Se pudéssemos continuar a dividir o mundo entre o grande capital e uma massa de proletariados indiferenciados, rapidamente seríamos tentados a ver de um lado um punhado de gente «má», que se aproveita da ignorância dos trabalhadores «oprimidos» para multiplicar as suas fortunas. Uma das coisas que mais mudou no mundo, desde que em meados do século XIX alguém escreveu sobre o tema, foi a disponibilidade da informação. Em 1867, data da primeira edição de «O Capital», muito pouca gente controlava muito dinheiro e muita informação. Em 2006, muita gente controla ainda muito dinheiro, mas a informação – a verdadeira matéria-prima para quem quer ganhar dinheiro – transformou-se numa coisa abundante e barata. A verdadeira revolução foi operada num plano que Marx não podia prever atempadamente: o livre acesso à informação. Quando, hoje, qualquer estudante acede à Internet – o que pode ser feito quase gratuitamente em casa ou de borla nas escolas e nas universidades –, ele tem nas suas mãos o poder verdadeiramente revolucionário de mudar o mundo.
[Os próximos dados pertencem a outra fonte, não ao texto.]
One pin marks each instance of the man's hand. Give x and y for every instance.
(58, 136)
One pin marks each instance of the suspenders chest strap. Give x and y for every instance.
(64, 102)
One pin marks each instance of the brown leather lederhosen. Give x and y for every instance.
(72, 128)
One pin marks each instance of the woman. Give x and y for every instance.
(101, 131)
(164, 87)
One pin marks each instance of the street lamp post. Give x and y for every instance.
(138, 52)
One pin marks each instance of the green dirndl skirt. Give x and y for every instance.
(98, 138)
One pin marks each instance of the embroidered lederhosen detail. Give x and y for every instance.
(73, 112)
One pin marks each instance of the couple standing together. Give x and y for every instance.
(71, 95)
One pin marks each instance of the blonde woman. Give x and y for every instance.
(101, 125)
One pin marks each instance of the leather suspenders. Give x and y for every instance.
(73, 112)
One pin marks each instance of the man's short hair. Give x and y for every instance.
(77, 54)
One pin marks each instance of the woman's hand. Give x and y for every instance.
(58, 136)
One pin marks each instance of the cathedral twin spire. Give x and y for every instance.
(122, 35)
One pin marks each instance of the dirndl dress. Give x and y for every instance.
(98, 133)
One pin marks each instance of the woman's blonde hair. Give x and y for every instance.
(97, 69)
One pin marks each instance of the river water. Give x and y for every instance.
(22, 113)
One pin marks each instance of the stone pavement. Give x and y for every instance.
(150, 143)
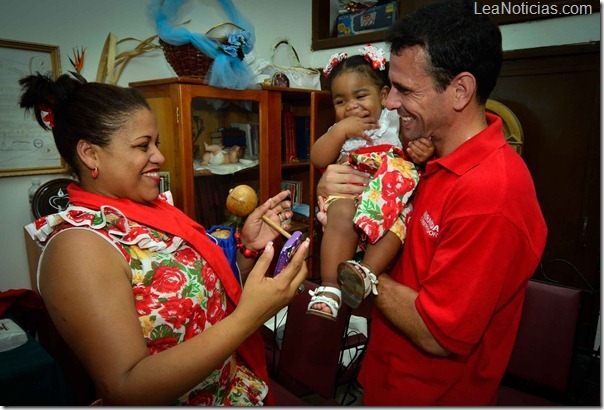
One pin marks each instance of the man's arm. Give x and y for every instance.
(397, 304)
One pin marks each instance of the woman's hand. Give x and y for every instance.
(264, 296)
(256, 233)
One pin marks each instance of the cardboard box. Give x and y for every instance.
(372, 19)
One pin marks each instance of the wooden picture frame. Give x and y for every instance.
(25, 148)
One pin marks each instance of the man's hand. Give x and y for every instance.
(342, 180)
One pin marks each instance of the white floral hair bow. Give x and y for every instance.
(334, 60)
(375, 56)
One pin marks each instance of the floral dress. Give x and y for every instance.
(385, 204)
(177, 296)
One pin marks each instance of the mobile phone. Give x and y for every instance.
(288, 251)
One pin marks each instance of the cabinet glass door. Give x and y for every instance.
(226, 153)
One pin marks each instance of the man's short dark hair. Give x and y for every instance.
(456, 39)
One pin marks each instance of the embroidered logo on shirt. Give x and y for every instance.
(429, 225)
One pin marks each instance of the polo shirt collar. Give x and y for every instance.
(472, 152)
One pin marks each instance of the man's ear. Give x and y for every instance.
(87, 153)
(464, 89)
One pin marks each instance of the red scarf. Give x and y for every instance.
(164, 217)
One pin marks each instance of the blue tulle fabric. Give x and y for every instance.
(228, 245)
(228, 69)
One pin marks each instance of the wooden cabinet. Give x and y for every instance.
(187, 113)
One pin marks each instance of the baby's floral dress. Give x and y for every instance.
(177, 296)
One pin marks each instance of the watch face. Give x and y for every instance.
(51, 197)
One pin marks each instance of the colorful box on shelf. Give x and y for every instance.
(372, 19)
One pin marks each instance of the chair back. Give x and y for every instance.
(310, 353)
(543, 350)
(544, 345)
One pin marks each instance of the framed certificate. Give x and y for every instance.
(25, 147)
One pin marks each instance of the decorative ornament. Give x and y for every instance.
(334, 60)
(375, 56)
(78, 59)
(228, 69)
(242, 200)
(49, 117)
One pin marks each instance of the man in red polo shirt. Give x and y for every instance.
(447, 313)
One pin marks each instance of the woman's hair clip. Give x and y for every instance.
(334, 60)
(375, 56)
(49, 117)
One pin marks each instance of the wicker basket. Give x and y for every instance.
(188, 61)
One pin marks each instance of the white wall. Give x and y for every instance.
(71, 23)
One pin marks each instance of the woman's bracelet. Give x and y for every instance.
(248, 253)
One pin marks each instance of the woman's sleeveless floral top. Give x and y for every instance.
(177, 296)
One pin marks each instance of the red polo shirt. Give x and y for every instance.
(475, 238)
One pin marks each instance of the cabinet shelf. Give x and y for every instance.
(187, 111)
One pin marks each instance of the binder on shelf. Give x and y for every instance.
(295, 189)
(303, 137)
(289, 137)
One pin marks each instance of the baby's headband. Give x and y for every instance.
(372, 54)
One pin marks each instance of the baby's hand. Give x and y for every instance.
(420, 150)
(355, 126)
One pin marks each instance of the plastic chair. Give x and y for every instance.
(308, 361)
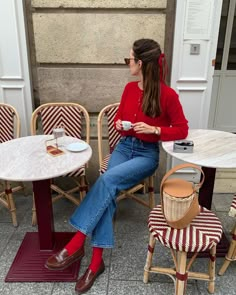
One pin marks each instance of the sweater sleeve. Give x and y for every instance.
(178, 127)
(121, 107)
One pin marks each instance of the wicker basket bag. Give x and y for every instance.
(179, 198)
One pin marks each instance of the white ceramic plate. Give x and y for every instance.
(77, 146)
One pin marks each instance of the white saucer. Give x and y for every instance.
(77, 146)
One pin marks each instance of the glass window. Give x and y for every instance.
(222, 31)
(232, 49)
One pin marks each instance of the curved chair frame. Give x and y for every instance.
(109, 112)
(231, 254)
(81, 181)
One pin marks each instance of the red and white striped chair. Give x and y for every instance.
(204, 233)
(107, 140)
(9, 129)
(231, 255)
(73, 117)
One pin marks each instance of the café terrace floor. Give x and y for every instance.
(124, 264)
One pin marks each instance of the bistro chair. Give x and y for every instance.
(107, 140)
(72, 116)
(9, 129)
(231, 255)
(203, 234)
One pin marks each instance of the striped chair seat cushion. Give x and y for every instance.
(232, 211)
(203, 233)
(7, 124)
(104, 164)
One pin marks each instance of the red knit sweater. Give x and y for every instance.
(172, 121)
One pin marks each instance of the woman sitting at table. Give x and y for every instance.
(156, 114)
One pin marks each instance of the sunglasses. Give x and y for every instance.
(127, 60)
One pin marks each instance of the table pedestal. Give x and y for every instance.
(28, 265)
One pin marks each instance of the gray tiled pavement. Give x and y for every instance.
(124, 264)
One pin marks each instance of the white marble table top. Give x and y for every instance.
(212, 148)
(26, 159)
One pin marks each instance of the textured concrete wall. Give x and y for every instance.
(78, 47)
(99, 3)
(92, 38)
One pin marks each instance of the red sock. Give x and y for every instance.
(75, 243)
(96, 259)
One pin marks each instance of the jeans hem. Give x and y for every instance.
(79, 229)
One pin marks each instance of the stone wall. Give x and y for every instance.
(77, 50)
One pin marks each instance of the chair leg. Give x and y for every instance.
(231, 255)
(11, 203)
(83, 187)
(212, 264)
(181, 276)
(151, 192)
(148, 264)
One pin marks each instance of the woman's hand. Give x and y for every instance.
(119, 125)
(141, 127)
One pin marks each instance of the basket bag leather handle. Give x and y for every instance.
(193, 209)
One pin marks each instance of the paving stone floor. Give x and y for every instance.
(124, 264)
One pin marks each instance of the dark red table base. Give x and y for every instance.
(28, 265)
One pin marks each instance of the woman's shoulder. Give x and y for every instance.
(132, 84)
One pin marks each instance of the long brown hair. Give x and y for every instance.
(149, 51)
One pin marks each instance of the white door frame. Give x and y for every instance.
(15, 84)
(223, 96)
(196, 23)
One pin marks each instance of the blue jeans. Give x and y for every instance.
(131, 161)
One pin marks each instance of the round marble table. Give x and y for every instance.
(26, 159)
(212, 149)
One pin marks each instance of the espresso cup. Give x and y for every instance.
(126, 125)
(58, 132)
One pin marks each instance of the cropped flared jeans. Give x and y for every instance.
(131, 161)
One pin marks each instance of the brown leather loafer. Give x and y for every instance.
(62, 259)
(85, 282)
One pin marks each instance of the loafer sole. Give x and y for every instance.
(65, 266)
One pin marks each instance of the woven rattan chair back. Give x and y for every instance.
(9, 129)
(73, 117)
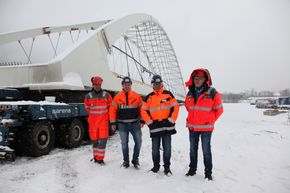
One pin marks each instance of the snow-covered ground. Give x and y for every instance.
(250, 154)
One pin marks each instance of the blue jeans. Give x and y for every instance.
(166, 144)
(206, 149)
(134, 129)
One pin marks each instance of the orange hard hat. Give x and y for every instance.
(199, 73)
(96, 80)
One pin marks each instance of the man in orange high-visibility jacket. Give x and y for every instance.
(125, 111)
(160, 111)
(204, 106)
(97, 104)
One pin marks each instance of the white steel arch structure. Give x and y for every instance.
(135, 46)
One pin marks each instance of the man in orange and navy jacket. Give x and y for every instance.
(204, 106)
(97, 103)
(160, 111)
(125, 111)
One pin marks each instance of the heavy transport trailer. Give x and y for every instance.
(34, 128)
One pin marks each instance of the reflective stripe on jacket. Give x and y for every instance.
(98, 103)
(160, 111)
(203, 113)
(125, 107)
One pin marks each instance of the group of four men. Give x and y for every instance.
(159, 111)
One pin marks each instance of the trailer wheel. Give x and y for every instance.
(38, 139)
(74, 134)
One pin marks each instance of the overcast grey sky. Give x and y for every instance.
(244, 43)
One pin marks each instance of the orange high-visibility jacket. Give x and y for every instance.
(159, 111)
(203, 113)
(125, 107)
(97, 105)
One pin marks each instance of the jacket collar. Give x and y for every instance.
(158, 92)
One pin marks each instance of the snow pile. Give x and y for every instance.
(30, 103)
(250, 154)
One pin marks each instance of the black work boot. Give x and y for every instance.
(136, 163)
(155, 169)
(191, 172)
(125, 164)
(208, 177)
(101, 162)
(167, 171)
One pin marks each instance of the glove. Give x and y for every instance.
(171, 120)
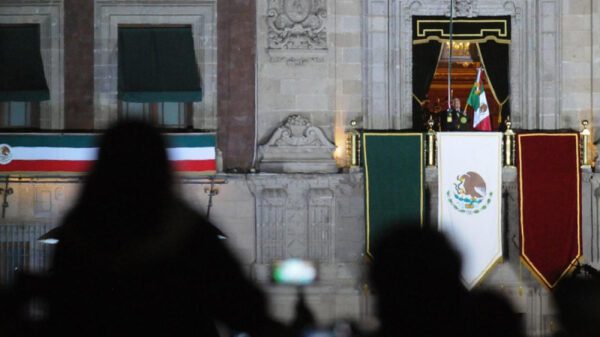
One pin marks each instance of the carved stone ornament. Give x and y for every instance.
(297, 147)
(464, 8)
(297, 24)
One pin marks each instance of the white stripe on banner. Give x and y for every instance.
(54, 153)
(85, 154)
(191, 153)
(470, 194)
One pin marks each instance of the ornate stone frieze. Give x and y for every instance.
(464, 8)
(297, 147)
(297, 24)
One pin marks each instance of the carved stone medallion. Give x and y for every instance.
(297, 147)
(464, 8)
(297, 24)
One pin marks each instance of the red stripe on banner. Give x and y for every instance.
(47, 165)
(84, 166)
(550, 203)
(194, 165)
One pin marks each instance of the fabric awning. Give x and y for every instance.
(21, 70)
(158, 64)
(478, 29)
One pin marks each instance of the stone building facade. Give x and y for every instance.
(331, 62)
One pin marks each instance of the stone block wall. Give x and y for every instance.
(317, 73)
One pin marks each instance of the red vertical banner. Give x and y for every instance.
(549, 203)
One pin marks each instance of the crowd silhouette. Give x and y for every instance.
(133, 259)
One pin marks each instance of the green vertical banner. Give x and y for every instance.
(394, 191)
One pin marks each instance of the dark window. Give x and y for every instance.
(22, 80)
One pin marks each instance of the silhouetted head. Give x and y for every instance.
(129, 185)
(492, 315)
(578, 301)
(416, 277)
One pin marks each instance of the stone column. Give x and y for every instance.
(236, 25)
(79, 64)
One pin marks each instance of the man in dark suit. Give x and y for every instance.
(454, 119)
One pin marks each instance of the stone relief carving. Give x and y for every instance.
(271, 225)
(320, 225)
(297, 147)
(297, 24)
(464, 8)
(297, 61)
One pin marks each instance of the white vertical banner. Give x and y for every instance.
(470, 198)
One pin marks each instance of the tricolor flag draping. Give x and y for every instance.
(75, 153)
(469, 203)
(478, 100)
(549, 203)
(393, 181)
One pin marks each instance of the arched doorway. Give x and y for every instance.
(477, 42)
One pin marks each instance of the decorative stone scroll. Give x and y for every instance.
(297, 147)
(464, 8)
(297, 24)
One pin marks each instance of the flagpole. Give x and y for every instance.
(450, 55)
(477, 79)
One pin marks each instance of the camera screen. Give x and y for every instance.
(294, 272)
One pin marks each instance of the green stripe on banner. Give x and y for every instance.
(49, 140)
(191, 140)
(90, 140)
(393, 181)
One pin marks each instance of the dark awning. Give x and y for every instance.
(158, 64)
(21, 70)
(479, 29)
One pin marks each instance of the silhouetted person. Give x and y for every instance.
(491, 315)
(454, 119)
(578, 303)
(134, 260)
(416, 278)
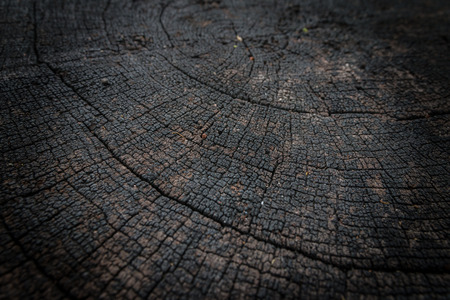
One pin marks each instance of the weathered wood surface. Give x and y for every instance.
(215, 149)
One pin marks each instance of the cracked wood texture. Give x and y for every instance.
(224, 149)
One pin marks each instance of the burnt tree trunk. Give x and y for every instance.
(215, 149)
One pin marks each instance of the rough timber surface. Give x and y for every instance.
(224, 149)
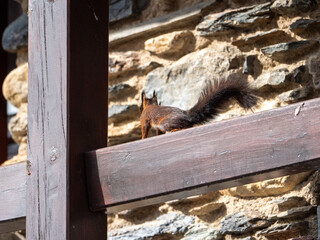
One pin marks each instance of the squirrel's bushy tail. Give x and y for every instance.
(216, 94)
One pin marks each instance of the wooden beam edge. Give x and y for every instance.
(95, 160)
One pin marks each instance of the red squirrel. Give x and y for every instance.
(213, 97)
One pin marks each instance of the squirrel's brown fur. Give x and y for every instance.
(168, 119)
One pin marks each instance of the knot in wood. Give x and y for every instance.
(53, 154)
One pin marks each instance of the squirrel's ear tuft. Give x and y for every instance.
(143, 95)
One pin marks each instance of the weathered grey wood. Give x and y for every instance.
(155, 26)
(66, 115)
(207, 158)
(12, 197)
(3, 73)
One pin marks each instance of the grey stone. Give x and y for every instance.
(298, 212)
(120, 9)
(121, 91)
(252, 66)
(128, 63)
(15, 35)
(202, 232)
(314, 68)
(293, 7)
(264, 38)
(285, 231)
(228, 21)
(168, 224)
(302, 76)
(295, 95)
(318, 216)
(119, 113)
(146, 68)
(180, 84)
(302, 25)
(123, 64)
(286, 203)
(290, 51)
(272, 80)
(243, 222)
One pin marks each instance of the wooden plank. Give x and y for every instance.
(68, 55)
(207, 158)
(3, 74)
(168, 22)
(12, 197)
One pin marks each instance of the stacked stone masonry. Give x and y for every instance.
(275, 44)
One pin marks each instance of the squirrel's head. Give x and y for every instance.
(148, 101)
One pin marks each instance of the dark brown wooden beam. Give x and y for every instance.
(12, 197)
(3, 74)
(68, 59)
(207, 158)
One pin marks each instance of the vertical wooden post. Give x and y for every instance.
(68, 47)
(3, 73)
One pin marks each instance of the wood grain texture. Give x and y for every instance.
(12, 197)
(207, 158)
(67, 115)
(3, 74)
(175, 20)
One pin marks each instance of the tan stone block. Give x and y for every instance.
(15, 86)
(172, 43)
(271, 187)
(206, 208)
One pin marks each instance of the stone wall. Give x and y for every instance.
(176, 51)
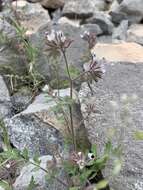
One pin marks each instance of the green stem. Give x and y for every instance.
(71, 96)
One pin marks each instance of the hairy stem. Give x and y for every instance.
(71, 96)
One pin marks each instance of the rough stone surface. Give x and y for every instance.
(65, 20)
(11, 60)
(120, 32)
(45, 111)
(78, 9)
(28, 131)
(21, 99)
(53, 4)
(120, 52)
(135, 33)
(5, 103)
(130, 10)
(120, 78)
(31, 16)
(103, 20)
(39, 175)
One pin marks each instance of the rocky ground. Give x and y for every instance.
(30, 121)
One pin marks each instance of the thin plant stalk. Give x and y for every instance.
(71, 96)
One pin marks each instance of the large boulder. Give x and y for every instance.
(103, 20)
(11, 60)
(31, 16)
(123, 76)
(82, 9)
(48, 111)
(135, 33)
(119, 52)
(128, 9)
(120, 33)
(28, 131)
(51, 4)
(39, 176)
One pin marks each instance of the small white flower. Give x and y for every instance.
(81, 164)
(94, 56)
(45, 88)
(91, 156)
(7, 166)
(60, 36)
(51, 36)
(114, 105)
(124, 98)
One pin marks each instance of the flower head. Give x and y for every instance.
(96, 68)
(90, 37)
(57, 40)
(78, 159)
Pelo menos, o seu mundo. Quem quiser estudar ciências, quem optar por humanidades, quem procurar técnicas de belas-artes, encontra. E quem procurar informação sobre negócios, mercados, cotações de matérias-primas e activos financeiros também encontra e abundantemente. Ao contrário do que temíamos no tempo da Revolução Industrial, o mundo já não se organiza como um bando de imperialistas exploradores de um proletariado ignorante.

Agora é mais como um mundo de oportunidades, para que cada um encontre nele o seu próprio espaço. Nunca, como agora, cada um vale pelo seu próprio mérito. Nunca, como agora, houve tantas oportunidades para tanta gente. Nunca, como agora, cada um é responsável pelo seu próprio destino. É isto que faz a verdadeira diferença entre todos nós - uns sonham, outros podem e ainda outros arriscam a fazer. Não tem que ver com a quantidade de dinheiro que temos nos bolsos, mas com a vontade que temos para determinar o que fazemos em cada momento. O resto é lamúria.